Start with the Friday announcement by CUNY “Chairperson”—that’s his official title—Benno Schmidt that he plans to convene a meeting today of the board’s seven-member executive committee to reconsider the decision the full board made against the Kushner degree only last week.
“I would not ordinarily ask for reconsideration of a decision so recently taken,” said Mr. Schmidt, who was once president of Yale. “But when the board has made a mistake of principle and not merely of policy, review is appropriate and, indeed, mandatory.”
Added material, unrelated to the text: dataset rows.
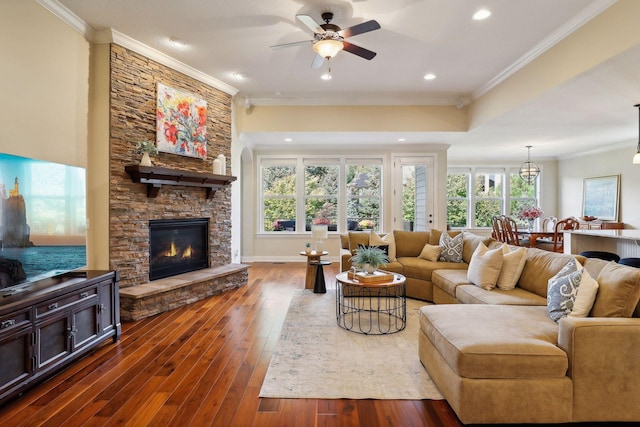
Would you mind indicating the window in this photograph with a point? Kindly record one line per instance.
(364, 196)
(489, 190)
(279, 197)
(457, 199)
(344, 193)
(321, 194)
(494, 192)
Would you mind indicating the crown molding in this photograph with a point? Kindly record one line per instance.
(113, 36)
(578, 21)
(68, 17)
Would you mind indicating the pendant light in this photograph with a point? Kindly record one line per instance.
(529, 171)
(636, 157)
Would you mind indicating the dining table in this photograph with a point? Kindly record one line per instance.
(534, 235)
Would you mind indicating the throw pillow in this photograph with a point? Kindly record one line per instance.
(512, 265)
(586, 296)
(387, 240)
(430, 253)
(357, 238)
(618, 293)
(562, 289)
(451, 248)
(485, 266)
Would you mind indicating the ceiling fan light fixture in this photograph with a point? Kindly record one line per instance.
(328, 48)
(529, 171)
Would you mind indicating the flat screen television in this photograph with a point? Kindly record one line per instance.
(42, 219)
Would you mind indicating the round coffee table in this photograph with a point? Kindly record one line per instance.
(376, 308)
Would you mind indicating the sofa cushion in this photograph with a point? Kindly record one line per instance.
(485, 267)
(618, 293)
(451, 248)
(586, 295)
(471, 294)
(512, 265)
(376, 240)
(410, 243)
(562, 290)
(357, 238)
(419, 268)
(539, 268)
(430, 252)
(485, 341)
(449, 280)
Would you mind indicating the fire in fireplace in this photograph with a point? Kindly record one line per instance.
(177, 246)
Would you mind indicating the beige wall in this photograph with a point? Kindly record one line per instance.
(572, 172)
(43, 113)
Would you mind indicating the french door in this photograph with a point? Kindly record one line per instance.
(413, 195)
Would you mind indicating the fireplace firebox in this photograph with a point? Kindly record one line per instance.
(177, 246)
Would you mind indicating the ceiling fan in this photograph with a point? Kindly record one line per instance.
(329, 39)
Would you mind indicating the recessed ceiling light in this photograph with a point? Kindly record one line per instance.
(481, 14)
(177, 42)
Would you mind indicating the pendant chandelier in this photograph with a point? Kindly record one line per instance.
(636, 157)
(529, 171)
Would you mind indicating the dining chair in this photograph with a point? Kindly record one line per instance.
(512, 236)
(569, 223)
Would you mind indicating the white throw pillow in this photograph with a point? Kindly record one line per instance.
(430, 252)
(388, 240)
(586, 296)
(562, 290)
(485, 266)
(512, 265)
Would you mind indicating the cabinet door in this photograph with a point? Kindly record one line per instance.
(53, 337)
(85, 325)
(15, 358)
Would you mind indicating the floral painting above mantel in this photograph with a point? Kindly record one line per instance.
(181, 123)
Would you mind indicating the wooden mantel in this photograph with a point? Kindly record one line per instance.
(155, 177)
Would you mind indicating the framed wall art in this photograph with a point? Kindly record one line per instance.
(600, 197)
(181, 123)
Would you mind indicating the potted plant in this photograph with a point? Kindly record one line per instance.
(146, 148)
(369, 258)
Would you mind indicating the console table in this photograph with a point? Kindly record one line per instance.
(625, 243)
(47, 324)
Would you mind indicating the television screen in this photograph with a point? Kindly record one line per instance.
(42, 219)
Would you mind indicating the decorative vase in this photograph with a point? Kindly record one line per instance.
(370, 269)
(146, 160)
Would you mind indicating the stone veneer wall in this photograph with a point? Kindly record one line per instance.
(133, 95)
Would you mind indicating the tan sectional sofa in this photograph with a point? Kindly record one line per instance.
(498, 357)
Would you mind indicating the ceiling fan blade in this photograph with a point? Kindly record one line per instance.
(280, 46)
(365, 27)
(360, 51)
(317, 61)
(309, 22)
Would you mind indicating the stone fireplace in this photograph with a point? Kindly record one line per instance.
(177, 246)
(149, 280)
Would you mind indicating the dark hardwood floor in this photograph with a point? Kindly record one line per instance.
(203, 365)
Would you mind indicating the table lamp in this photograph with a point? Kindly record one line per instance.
(319, 233)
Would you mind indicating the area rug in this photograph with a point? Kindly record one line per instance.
(315, 358)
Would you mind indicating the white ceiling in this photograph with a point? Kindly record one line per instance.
(223, 37)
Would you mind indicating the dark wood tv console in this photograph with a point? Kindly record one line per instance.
(47, 324)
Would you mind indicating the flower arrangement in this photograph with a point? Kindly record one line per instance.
(371, 256)
(530, 213)
(365, 223)
(146, 147)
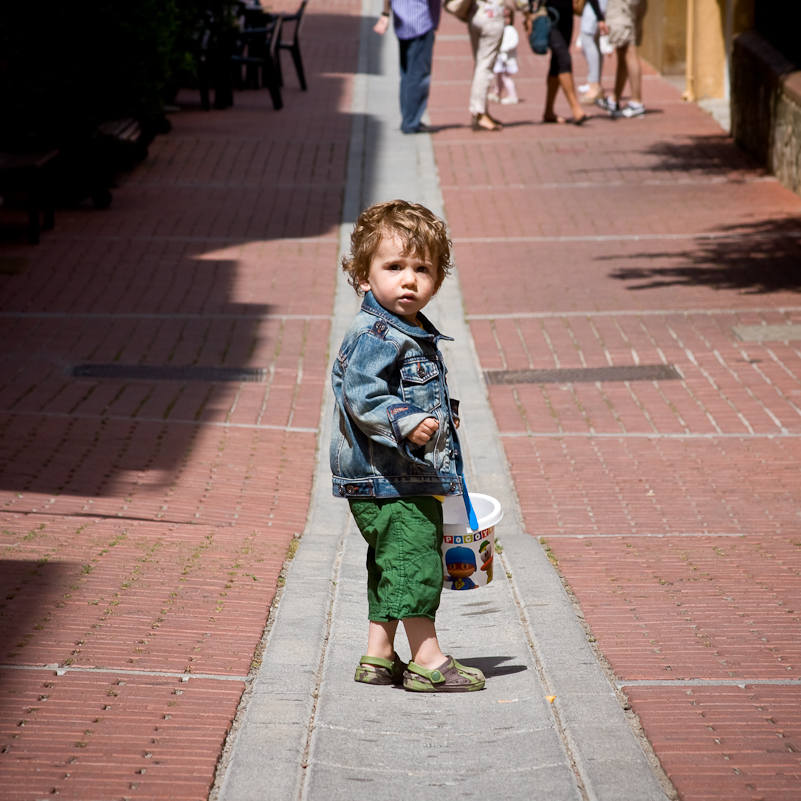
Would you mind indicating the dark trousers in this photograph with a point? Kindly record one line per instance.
(416, 56)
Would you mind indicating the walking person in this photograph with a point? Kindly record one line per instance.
(485, 26)
(394, 449)
(560, 73)
(590, 36)
(415, 24)
(625, 18)
(505, 67)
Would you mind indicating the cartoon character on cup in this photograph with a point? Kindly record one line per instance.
(487, 554)
(461, 564)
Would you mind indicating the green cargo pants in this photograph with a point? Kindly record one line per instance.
(404, 564)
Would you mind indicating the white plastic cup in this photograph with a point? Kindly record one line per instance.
(468, 556)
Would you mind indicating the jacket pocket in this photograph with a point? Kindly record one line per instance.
(420, 384)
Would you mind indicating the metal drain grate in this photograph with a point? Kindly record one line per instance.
(148, 372)
(573, 375)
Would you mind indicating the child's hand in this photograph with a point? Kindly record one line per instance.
(423, 432)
As it happens, Chairperson Schmidt was on hand when this “mistake of principle” was made but didn’t raise a voice at the time. In the course of considering a slate of honorary degrees, trustee Jeffrey Wiesenfeld asked for a moment to speak and objected to the honor for Mr. Kushner due to his extreme anti-Israel views. His full remarks are available on the CUNY website.
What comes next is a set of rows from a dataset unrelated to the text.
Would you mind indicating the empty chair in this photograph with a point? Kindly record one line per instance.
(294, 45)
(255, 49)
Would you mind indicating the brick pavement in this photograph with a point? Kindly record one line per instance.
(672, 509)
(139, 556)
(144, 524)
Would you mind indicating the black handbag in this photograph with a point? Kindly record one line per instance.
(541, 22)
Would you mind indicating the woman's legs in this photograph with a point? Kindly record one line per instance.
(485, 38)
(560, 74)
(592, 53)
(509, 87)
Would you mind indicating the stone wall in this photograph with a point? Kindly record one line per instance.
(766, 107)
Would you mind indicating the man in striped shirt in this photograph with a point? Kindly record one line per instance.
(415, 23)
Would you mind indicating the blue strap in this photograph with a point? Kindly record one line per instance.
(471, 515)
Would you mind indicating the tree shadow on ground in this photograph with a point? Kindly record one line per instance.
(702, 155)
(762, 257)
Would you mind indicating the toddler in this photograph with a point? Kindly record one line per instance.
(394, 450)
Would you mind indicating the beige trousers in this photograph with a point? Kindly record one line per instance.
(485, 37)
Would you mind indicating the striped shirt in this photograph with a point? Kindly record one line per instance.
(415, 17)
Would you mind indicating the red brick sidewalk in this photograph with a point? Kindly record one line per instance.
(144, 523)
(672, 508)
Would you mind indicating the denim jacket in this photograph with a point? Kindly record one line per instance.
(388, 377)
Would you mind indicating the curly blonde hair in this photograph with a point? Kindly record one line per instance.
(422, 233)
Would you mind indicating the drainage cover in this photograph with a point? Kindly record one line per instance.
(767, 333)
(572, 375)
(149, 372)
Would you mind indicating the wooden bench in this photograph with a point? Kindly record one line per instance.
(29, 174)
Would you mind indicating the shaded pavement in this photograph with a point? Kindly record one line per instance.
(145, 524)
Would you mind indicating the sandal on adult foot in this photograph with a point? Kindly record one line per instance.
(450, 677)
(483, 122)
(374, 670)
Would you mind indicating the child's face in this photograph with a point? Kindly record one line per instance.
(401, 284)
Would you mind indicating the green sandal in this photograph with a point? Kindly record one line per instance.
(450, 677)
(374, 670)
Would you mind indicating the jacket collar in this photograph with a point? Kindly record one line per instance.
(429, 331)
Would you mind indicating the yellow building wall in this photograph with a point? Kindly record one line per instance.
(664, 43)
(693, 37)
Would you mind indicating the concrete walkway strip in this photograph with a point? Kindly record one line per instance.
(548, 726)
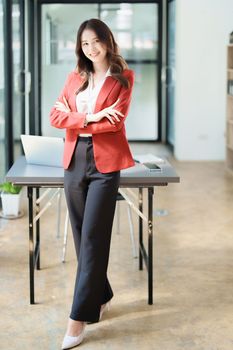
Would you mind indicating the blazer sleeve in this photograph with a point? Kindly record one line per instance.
(70, 120)
(104, 125)
(76, 120)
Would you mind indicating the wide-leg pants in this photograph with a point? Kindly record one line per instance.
(91, 199)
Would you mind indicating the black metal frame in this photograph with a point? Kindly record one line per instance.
(35, 105)
(34, 247)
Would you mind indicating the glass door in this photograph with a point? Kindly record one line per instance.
(135, 27)
(170, 71)
(2, 104)
(11, 97)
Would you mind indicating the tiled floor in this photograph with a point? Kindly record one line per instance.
(193, 274)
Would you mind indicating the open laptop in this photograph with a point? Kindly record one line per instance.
(43, 150)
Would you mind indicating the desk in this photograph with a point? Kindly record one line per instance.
(36, 177)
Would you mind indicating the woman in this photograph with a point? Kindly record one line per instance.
(92, 108)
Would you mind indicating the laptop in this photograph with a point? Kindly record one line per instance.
(43, 150)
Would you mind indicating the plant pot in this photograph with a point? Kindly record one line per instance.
(10, 204)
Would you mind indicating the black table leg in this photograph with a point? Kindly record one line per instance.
(140, 207)
(31, 244)
(37, 250)
(150, 245)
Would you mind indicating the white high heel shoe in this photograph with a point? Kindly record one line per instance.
(104, 307)
(69, 341)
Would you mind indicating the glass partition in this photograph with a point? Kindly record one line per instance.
(2, 120)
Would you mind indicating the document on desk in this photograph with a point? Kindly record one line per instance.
(148, 158)
(150, 162)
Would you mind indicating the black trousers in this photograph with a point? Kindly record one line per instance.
(91, 200)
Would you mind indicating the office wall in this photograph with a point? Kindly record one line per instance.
(202, 34)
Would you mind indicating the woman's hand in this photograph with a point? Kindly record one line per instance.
(62, 107)
(110, 113)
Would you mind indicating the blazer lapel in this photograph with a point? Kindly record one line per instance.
(107, 87)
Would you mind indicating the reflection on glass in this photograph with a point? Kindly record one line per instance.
(2, 120)
(171, 64)
(134, 27)
(16, 46)
(141, 123)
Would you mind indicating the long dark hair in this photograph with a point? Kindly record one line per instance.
(116, 61)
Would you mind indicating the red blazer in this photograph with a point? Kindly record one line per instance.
(110, 146)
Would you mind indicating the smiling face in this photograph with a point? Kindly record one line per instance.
(92, 47)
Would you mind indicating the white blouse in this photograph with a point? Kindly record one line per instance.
(86, 99)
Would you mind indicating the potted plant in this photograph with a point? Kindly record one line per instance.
(10, 195)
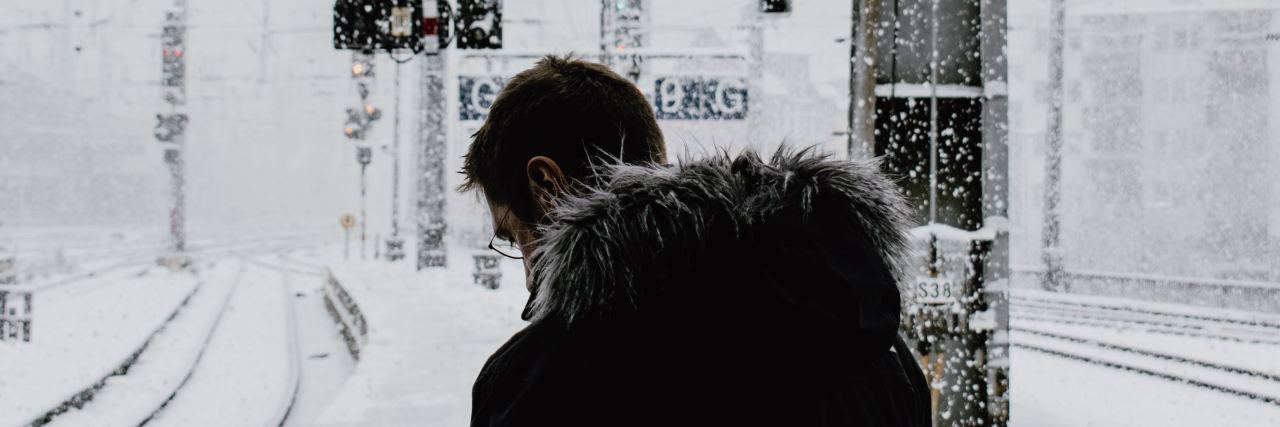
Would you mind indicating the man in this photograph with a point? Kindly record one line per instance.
(723, 292)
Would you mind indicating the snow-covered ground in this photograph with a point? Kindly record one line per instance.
(254, 344)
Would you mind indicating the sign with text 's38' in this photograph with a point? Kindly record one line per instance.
(700, 99)
(476, 95)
After Mr. Wiesenfeld spoke, a board majority did not prevail for the full slate of honorees. The board then voted on a motion to table Mr. Kushner’s degree, and the other nominees were approved. Whereupon the CUNY faculty and the New York arts and media world rose in fury to assert that the school had done a grievous wrong by failing to honor such a pillar of the theater as Mr. Kushner.
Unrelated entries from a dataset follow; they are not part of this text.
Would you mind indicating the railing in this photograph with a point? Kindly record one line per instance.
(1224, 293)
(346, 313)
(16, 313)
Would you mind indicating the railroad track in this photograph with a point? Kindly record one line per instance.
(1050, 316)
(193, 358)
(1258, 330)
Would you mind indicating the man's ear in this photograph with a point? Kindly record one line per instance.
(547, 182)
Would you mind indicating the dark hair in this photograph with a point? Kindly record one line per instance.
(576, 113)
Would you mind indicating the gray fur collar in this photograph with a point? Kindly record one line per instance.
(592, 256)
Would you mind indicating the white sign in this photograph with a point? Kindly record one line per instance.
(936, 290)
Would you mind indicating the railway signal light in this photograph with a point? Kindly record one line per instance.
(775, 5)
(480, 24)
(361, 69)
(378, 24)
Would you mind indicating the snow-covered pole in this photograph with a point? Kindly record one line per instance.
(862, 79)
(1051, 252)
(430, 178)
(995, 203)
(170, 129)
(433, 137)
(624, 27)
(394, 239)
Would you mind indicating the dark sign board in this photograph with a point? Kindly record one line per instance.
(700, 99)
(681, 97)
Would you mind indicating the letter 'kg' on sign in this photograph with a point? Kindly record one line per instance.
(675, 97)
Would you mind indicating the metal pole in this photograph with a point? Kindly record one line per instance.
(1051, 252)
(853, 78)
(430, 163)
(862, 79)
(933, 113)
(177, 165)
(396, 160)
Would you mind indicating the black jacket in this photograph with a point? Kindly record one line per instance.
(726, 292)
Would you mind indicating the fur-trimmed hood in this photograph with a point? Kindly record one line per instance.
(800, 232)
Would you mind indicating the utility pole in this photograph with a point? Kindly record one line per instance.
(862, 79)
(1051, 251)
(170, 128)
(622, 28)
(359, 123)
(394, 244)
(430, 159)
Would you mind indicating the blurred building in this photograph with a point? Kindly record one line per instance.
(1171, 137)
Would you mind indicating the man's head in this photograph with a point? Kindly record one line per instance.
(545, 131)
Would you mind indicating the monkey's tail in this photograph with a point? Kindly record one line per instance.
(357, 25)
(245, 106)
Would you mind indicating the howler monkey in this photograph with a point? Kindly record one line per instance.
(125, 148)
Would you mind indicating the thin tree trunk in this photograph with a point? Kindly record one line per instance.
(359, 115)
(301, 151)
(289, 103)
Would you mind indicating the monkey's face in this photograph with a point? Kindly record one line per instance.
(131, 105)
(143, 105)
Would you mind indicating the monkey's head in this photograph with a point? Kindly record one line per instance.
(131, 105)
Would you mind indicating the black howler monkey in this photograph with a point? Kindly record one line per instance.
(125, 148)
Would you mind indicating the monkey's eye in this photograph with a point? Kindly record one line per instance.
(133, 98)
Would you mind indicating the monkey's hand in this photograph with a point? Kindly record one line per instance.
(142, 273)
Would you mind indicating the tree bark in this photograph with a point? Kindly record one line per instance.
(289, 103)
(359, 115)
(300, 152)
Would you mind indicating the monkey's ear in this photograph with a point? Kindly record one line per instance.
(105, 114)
So now Mr. Schmidt wants a subset of the board to overrule a decision taken by the ostensible overseers of CUNY. If there was ever definitive proof that university officials see their trustees as mere check-writing rubber stamps, this is it. Even on the symbolic matter of conferring university prestige, the trustees get put in their place when they don’t meet the politically correct standards of the faculty.
Mr. Schmidt’s statement includes the implication that the trustees had violated the right to “freedom of thought and expression” and that they had offended university norms by letting “politics” interfere with an honor intended to recognize Mr. Kushner’s “contribution to the American theater.”
But no one is denying Mr. Kushner’s right to say whatever he wants about Israel, or anything else. The point is whether he should be honored by CUNY, and Mr. Wiesenfeld was invoking his own right to freely express his opposition. As for the separation of art and politics, the New York Sun wryly notes that “you would need a late-model electron microscope spectrometer” to separate the two in Mr. Kushner’s work. It is precisely the liberal politics in his art that has caused the academic elites to rise up on his behalf.
Mr. Wiesenfeld’s “mistake” was not appreciating that hostility to Israel has become such a deeply embedded principle of the modern academy that objecting to it earns you denunciation as a censor and philistine. The only greater uproar might have come if CUNY’s trustees had voted to award an honorary degree to, say, the CIA interrogators of Khalid Sheikh Mohammed.